Un grupo llamado Yasunidos está recogiendo firmas para forzar un referéndum nacional vinculante sobre la perforación de Yasuní. Para ello, tendrán que conseguir el apoyo de 5 por ciento del electorado: un total de 600 000 firmas. Yasunidos calcula que puede obtener 4500 firmas diarias de todo el país y los ecuatorianos residentes en el extranjero, de modo que tiene confianza en alcanzar su objetivo en la fecha límite de enero. No obstante, de lograr la colosal proeza, los tribunales constitucionales y el consejo electoral nacional podrían sembrar de obstáculos su camino para evitar la votación sobre el tema, y aun cuando logre incluirlo en la boleta electoral, tendrá que derrotar a la enorme máquina propagandista del Estado para ganar en las urnas.
Un exterminio increíblemente sistemático
La salvación de Yasuní tal vez se encuentre fuera de Ecuador y podría depender de los derechos humanos de los taromenane. La abogada Verónica Potes informa que se ha presentado. admás, una demanda legal para que intervenga la Corte Interamericana de Derechos Humanos porque, considera que el gobierno está aprobando la extracción de petróleo en su territorio sin estudiar toda la gama de repercusiones para los pueblos no contactados, hay argumentos para una intervención internacional.
«Cuando promovíamos la Iniciativa Yasuní-ITT y fuimos la conciencia moral del mundo, el propósito de mantener el petróleo bajo tierra era, ante todo, asegurar el aislamiento voluntario de esos pueblos. Pero ahora resulta que ese objetivo se ha descartado y cuando [las tribus] se vuelven inconvenientes, desaparecen del mapa», acusa.
Y, según los expertos, no hay duda de que desaparecerán, a menos de que algo cambie. «Estamos presenciando el fin de tribus que han existido miles de años», dice Cabodevilla. «Han sobrevivido a terribles matanzas, epidemias, plagas y un exterminio increíblemente sistemático iniciado con la Conquista. Y ahora están siendo exterminados, en nuestros tiempos».

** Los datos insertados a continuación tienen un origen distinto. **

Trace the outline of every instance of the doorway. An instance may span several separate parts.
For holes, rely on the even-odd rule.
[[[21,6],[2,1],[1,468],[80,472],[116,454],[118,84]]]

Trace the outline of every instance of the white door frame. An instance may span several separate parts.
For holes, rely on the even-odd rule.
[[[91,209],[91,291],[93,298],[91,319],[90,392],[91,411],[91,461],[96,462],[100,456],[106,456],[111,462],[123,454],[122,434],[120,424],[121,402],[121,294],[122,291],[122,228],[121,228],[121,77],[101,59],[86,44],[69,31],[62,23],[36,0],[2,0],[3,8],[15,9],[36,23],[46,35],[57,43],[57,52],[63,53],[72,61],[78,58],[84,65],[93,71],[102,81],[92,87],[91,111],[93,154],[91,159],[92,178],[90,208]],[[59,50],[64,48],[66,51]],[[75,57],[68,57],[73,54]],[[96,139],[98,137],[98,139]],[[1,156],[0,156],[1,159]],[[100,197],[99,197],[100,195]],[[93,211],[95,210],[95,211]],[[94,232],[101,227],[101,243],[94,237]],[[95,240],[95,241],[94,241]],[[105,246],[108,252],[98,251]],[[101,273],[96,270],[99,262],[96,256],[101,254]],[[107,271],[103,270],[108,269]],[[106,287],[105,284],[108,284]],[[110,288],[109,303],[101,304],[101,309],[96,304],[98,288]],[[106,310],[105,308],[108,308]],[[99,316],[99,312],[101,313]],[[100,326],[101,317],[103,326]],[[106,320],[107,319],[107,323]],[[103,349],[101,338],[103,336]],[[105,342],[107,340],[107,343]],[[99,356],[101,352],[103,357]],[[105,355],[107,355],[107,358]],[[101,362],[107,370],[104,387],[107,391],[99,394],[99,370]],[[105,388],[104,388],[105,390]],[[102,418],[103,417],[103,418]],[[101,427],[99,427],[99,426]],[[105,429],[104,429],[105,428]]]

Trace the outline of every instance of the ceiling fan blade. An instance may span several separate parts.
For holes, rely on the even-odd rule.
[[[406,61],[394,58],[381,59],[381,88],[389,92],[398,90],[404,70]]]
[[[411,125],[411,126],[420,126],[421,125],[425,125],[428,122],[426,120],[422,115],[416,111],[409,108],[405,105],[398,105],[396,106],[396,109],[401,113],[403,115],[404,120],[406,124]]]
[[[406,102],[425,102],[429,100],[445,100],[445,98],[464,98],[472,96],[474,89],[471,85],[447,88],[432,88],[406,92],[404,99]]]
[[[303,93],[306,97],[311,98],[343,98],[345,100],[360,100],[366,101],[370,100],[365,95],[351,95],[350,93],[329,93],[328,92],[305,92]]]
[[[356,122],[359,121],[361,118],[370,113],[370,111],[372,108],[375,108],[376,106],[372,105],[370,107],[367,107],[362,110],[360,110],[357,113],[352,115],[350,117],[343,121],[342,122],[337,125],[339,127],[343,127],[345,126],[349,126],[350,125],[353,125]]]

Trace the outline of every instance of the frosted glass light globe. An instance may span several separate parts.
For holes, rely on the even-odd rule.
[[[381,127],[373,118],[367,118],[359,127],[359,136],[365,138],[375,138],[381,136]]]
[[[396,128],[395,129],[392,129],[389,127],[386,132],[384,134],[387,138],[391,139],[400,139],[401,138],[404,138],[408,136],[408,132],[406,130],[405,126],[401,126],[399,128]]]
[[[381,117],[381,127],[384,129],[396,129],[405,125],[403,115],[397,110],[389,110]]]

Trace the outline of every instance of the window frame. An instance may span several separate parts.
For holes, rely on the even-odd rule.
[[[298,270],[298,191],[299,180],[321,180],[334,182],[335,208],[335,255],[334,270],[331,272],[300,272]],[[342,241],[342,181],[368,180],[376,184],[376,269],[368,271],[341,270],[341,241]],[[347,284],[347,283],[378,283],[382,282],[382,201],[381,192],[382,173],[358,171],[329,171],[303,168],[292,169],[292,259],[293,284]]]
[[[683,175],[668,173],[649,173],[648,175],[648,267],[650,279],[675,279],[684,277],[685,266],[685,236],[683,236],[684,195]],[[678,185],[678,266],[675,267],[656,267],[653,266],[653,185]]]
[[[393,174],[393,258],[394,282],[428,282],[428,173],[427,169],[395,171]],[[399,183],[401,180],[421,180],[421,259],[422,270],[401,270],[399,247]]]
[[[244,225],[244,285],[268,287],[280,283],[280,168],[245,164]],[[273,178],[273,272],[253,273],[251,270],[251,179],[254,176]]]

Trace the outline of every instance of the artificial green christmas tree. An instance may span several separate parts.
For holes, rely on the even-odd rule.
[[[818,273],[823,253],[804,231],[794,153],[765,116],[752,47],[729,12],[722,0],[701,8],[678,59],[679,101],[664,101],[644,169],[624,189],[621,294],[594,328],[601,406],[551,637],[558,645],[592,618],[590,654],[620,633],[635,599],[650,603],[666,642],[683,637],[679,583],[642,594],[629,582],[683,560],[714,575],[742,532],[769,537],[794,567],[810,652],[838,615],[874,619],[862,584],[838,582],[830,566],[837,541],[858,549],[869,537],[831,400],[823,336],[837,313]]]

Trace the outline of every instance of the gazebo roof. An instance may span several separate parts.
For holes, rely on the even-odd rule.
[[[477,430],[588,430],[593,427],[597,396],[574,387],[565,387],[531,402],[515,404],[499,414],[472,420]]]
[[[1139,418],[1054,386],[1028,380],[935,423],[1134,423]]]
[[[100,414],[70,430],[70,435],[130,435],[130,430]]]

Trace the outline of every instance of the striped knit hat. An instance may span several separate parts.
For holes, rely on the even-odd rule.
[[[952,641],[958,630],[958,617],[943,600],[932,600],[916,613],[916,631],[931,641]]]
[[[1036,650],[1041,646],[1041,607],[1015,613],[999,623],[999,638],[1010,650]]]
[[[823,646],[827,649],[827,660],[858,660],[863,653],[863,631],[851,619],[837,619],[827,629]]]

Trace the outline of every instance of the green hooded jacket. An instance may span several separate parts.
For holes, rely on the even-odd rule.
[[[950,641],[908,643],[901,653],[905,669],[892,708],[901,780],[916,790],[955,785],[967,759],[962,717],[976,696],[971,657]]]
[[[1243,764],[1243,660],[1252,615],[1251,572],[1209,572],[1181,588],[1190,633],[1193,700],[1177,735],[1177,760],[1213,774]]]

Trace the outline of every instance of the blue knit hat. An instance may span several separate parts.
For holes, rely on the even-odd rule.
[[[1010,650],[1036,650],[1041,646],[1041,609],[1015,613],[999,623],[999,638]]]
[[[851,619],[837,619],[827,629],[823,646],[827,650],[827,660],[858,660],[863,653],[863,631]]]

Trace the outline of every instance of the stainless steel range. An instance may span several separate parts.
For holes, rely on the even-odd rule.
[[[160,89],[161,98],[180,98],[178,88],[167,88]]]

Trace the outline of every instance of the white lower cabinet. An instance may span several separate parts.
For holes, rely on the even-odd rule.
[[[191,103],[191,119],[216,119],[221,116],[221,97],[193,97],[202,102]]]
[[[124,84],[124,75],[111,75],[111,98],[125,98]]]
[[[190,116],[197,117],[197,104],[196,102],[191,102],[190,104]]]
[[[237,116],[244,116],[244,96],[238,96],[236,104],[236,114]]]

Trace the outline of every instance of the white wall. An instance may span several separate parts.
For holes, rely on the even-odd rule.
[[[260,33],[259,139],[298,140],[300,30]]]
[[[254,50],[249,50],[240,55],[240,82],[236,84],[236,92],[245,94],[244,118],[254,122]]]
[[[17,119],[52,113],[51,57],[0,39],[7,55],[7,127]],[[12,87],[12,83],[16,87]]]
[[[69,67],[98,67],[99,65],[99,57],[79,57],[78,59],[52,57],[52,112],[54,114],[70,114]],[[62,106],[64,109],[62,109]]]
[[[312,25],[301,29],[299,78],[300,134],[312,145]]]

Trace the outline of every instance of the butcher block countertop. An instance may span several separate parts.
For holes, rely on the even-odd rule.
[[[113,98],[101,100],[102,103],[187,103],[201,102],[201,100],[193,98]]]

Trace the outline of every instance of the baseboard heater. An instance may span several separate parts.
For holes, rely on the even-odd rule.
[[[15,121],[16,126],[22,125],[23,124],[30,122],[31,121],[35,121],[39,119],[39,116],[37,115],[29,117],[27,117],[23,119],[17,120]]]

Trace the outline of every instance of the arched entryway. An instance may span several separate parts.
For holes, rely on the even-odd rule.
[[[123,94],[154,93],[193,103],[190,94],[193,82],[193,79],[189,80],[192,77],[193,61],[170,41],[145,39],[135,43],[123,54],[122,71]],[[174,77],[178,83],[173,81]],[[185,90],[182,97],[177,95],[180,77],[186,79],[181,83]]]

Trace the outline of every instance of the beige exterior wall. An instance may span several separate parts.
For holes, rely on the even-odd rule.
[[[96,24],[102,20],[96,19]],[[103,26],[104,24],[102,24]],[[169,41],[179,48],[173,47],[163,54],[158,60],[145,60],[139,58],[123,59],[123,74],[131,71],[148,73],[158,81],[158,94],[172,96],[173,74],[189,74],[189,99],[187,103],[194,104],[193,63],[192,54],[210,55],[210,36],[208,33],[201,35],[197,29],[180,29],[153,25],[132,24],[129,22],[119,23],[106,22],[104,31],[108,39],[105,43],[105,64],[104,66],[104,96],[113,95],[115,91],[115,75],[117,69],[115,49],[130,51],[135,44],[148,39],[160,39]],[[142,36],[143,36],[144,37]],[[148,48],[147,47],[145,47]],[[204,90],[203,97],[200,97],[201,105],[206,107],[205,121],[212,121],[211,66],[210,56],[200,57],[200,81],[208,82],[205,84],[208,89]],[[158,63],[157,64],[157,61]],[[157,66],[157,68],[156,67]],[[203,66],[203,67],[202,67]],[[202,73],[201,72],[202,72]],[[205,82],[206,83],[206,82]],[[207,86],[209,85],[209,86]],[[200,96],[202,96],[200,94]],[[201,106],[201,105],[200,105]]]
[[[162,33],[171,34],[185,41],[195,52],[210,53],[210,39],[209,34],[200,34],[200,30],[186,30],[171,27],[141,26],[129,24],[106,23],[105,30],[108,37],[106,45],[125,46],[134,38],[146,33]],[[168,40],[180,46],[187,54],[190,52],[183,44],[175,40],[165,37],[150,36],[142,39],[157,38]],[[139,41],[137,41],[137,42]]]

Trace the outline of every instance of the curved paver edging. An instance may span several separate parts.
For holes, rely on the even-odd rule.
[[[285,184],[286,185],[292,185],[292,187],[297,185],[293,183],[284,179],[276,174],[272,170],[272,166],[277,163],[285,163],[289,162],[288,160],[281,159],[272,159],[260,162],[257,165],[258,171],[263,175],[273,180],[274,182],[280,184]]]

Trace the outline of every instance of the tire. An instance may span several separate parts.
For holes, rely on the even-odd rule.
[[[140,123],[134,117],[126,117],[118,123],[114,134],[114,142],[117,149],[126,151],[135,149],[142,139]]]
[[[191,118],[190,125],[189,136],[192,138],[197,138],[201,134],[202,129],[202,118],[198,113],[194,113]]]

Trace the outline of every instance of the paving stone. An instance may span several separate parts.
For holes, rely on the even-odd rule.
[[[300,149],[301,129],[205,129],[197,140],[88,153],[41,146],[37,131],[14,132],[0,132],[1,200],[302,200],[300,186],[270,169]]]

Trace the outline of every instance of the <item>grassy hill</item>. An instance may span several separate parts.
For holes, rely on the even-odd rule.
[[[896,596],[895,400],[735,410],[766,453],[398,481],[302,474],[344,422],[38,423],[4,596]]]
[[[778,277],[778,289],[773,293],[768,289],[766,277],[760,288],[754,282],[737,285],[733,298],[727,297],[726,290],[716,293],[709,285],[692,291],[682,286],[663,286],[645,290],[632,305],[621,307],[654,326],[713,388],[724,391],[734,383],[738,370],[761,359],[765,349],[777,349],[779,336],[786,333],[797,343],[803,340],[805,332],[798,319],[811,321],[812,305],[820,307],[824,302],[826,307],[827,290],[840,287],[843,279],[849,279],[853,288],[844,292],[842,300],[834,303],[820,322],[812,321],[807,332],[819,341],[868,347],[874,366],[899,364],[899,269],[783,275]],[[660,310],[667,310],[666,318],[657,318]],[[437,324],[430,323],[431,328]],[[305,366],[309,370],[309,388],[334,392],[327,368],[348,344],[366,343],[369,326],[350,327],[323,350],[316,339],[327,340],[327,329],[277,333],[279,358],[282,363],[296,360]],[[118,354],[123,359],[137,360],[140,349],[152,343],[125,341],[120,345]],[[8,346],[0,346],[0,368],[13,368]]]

Un mundo que ella no entiende
Conta no sabe que la selva de donde fue arrebatada por aquellos hombres armados que llegaron en helicópteros, es el grito de guerra de 15 millones de personas en Ecuador; no sabe que los derechos sobre la tierra y los derechos humanos de su pueblo, son la causa de un movimiento masivo para obligar al presidente ecuatoriano a hacer algo que no quiere; y tampoco comprende el impacto de lo que Correa tanto desea de los taromenane: el crudo que yace bajo sus chozas, un bien que alimenta un mundo que ella no entiende y que amenaza con tragársela.
La niña que fue secuestrada dos veces en un año se ha convertido, sin querer, en el símbolo de la peor pesadilla de Correa: una oposición sustantiva con verdaderos motivos de queja en su contra. Activistas de derechos humanos, ambientalistas, movimientos estudiantiles y fuerzas políticas de oposición se han unido en defensa de lo que Conta representa: el Yasuní, libre e impoluto, salvaje y protegido.